Pratiques de piété à Vaugirard et à Nazareth. Visite du
cardinal Morlot à Nazareth. Les obstacles à la persévérance
dans la vie religieuse. Le frère Bassery fait son service militaire. Grâces
du temps de la Pentecôte.
Vaugirard, 18
mai 1858
Cher Monsieur l'abbé et fils en N.S.,
C'est demain [20 mai] que doit avoir lieu ici la première
communion de nos enfants. Il en résulte pour nous un peu de dérangement et de
surcharge, c'est ce qui m'a empêché de vous écrire plus tôt.

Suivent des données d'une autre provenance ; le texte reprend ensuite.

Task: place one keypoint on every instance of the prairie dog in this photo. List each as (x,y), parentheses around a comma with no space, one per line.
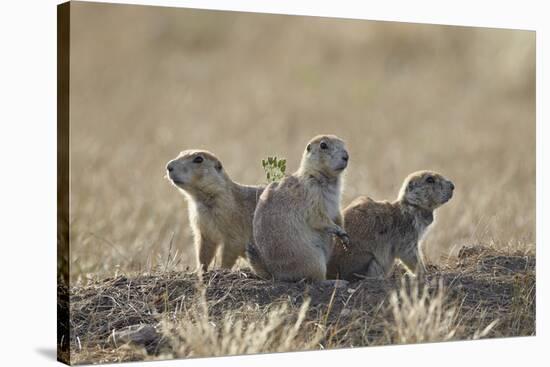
(295,219)
(381,232)
(220,210)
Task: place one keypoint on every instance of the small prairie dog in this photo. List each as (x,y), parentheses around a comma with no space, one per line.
(295,219)
(220,210)
(381,232)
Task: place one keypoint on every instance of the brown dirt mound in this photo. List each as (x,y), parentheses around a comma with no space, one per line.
(485,283)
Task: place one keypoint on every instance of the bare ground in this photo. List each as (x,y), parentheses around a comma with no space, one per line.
(120,318)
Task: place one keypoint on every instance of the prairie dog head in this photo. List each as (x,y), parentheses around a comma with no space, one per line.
(325,154)
(426,189)
(197,171)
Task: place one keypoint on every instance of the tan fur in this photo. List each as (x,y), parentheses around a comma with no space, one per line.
(296,219)
(381,232)
(220,210)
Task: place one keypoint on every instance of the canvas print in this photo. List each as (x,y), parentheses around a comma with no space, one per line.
(235,183)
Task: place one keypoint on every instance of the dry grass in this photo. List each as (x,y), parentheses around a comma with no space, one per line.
(148,82)
(485,293)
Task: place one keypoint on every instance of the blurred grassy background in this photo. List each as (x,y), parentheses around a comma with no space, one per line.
(148,82)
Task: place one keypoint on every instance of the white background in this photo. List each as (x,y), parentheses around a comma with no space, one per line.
(28,181)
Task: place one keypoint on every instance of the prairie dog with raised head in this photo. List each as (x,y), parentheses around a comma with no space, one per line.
(220,210)
(381,232)
(295,219)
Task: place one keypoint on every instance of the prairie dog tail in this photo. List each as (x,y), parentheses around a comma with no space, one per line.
(256,261)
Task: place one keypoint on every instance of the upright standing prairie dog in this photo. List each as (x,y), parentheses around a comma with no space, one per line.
(220,210)
(381,232)
(296,218)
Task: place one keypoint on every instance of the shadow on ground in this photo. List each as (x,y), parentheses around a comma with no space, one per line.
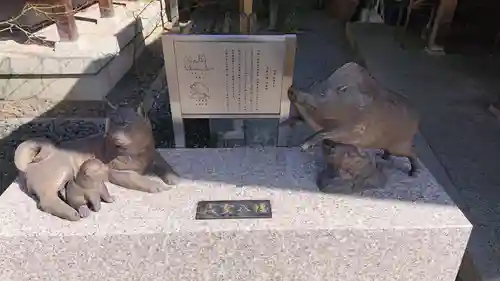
(321,49)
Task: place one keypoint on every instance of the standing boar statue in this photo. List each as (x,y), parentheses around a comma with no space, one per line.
(126,148)
(353,109)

Vous voyez, cher Monsieur l'abbé, par la date de cette
lettre, que je n'ai pu la continuer au jour où elle a été commencée. quoique mes bons et dévoués frères
fassent ici les choses bien plus que moi, il me suffit d'en surveiller le
mouvement pour y être absorbé comme eux. Aujourd'hui, nous n'avons qu'à rendre
grâces au Seigneur. Nos enfants bien disposés et après une retraite excellente,
ont fait tous, nous l'espérons, leur première communion de manière à en garder
toujours le souvenir. Au commencement de juin, nous aurons la Confirmation. Nous
espérons que S.E. le Cardinal viendra la donner; il nous montre jusqu'ici
beaucoup de bienveillance. Il est allé le jour de l'Ascension à Nazareth, où sa
présence a été pour tous un grand bonheur. Les apprentis, jeunes ouvriers et
appuis divers de l'œuvre remplissaient la chapelle. Il y a eu entre 5 et 600
communions. Le bon Archevêque était enchanté. Je crois qu'on ne songera plus
jamais à nous redemander la chapelle.
J'espère que de votre côté, cher Monsieur l'abbé, vous
avez quelque satisfaction et que vos enfants marchent selon vos vœux. Votre
personnel n'est pas nombreux pour soutenir une si grande maison, mais si les
ff. vous secondent de leur mieux, comme je l'espère, vous pourrez aller ainsi
pour un temps, en attendant que le Seigneur accroisse nos moyens et nous rende
plus forts. Il nous est entré mardi dernier un nouveau frère [Desouches] qui a
fait des études et qui a l'habitude de l'enseignement, mais nous le connaissons
peu et je ne puis encore guère augurer s'il nous conviendra, bien que les apparences
soient favorables.
Les autres ff. vont bien. Nous ne devons pas, cher
Monsieur l'abbé, nous trop contrister de quelques défaillances parmi ces bons
jeunes gens. L'esprit de notre siècle est si peu ferme en foi, si peu généreux
en sacrifice qu'il faut bien nous attendre à marcher lentement dans la voie
d'abnégation et d'entier dévouement où le Seigneur nous a placés. Mais aussi
ceux qui se donneront franchement à nos œuvres, n'ayant que Dieu en vue et le
salut des âmes, seront des cœurs d'élite, de vrais ouvriers dans le champ du
Père de famille.
J'ai reçu une lettre du f. Augustin [Bassery] qui gémit
beaucoup sur les dangers et les misères de sa condition. Je pense néanmoins
que, s'il peut rester un peu ferme et s'asseoir franchement comme chrétien, il
peut gagner beaucoup en vigueur et en fermeté, points par lesquels il laissait
trop à désirer. Il me demande un peu d'argent, je lui en enverrai peu à la fois
parce que je sais combien, dans sa condition, l'argent est une terrible
tentation.
Le f. Cousin va assez bien, sa bonne volonté et sa piété
sincère ne semblent laisser rien à désirer; il n'est pas bien expéditif, ni
bien adroit, le cercle de son action est conséquemment assez restreint.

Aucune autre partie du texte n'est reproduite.